Yue Peng; Dong Wu; Fangmei Li; Peihua Zhang; Yuandong Feng; Aili He

doi:10.1186/s12935-020-01355-z

Identification of key biomarkers associated with cell adhesion in multiple myeloma by integrated bioinformatics analysis

Cancer Cell Int. 2020 Jun 22:20:262. doi: 10.1186/s12935-020-01355-z. eCollection 2020.

Authors

Yue Peng¹, Dong Wu¹, Fangmei Li¹, Peihua Zhang¹, Yuandong Feng¹, Aili He¹

Affiliation

¹ Department of Hematology, The Second Affiliated Hospital of Xi'an Jiaotong University, 157, 5th West Road, 710004 Xi'an, Shaanxi China.

Abstract

Background: Multiple Myeloma (MM) is a hematologic malignant disease whose underlying molecular mechanism has not yet fully understood. Generally, cell adhesion plays an important role in MM progression. In our work, we intended to identify key genes involved in cell adhesion in MM.

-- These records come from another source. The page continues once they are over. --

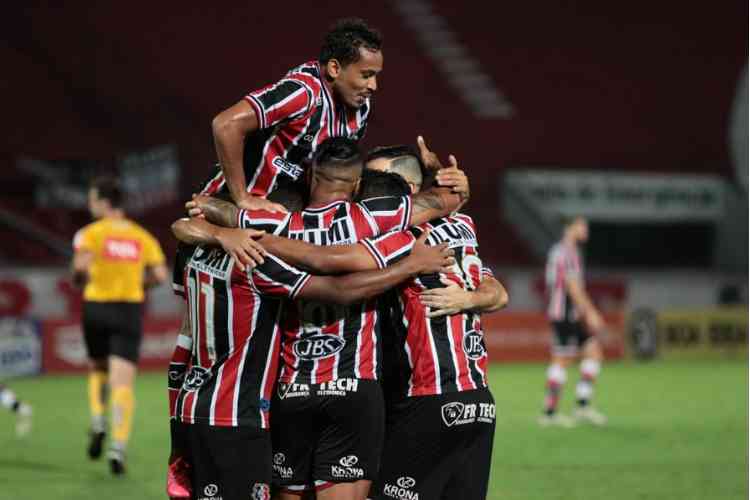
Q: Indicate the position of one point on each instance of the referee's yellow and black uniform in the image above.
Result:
(120, 251)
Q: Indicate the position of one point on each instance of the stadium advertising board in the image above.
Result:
(65, 352)
(20, 347)
(616, 196)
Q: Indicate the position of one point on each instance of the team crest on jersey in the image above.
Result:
(318, 346)
(260, 491)
(196, 377)
(452, 412)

Methods: First, we identified differentially expressed genes (DEGs) from the mRNA expression profiles of GSE6477 dataset using GEO2R with cut-off criterion of p < 0.05 and [logFC] ≥ 1. Then, GO and KEGG analysis were performed to explore the main function of DEGs. Moreover, we screened hub genes from the protein-protein interaction (PPI) network analysis and evaluated their prognostic and diagnostic values by the PrognoScan database and ROC curves. Additionally, a comprehensive analysis including clinical correlation analysis, GSEA and transcription factor (TF) prediction, pan-cancer analysis of candidate genes was performed using both clinical data and mRNA expression data.

Results: First of all, 1383 DEGs were identified. Functional and pathway enrichment analysis suggested that many DEGs were enriched in cell adhesion. 180 overlapped genes were screened out between the DEGs and genes in GO terms of cell adhesion. Furthermore, 12 genes were identified as hub genes based on a PPI network analysis. ROC curve analysis demonstrated that ITGAM, ITGB2, ITGA5, ITGB5, CDH1, IL4, ITGA9, and LAMB1 were valuable biomarkers for the diagnosis of MM. Further study demonstrated that ITGA9 and LAMB1 revealed prognostic values and clinical correlation in MM patients. GSEA and transcription factor (TF) prediction suggested that MYC may bind to ITGA9 and repress its expression and HIF-1 may bind to LAMB1 to promote its expression in MM. Additionally, pan-cancer analysis showed abnormal expression and clinical outcome associations of LAMB1 and ITGA9 in multiple cancers.

Conclusion: In conclusion, ITGA9 and LAMB1 were identified as potent biomarkers associated with cell adhesion in MM.

Keywords: Bioinformatics analysis; Biomarker; Multiple myeloma.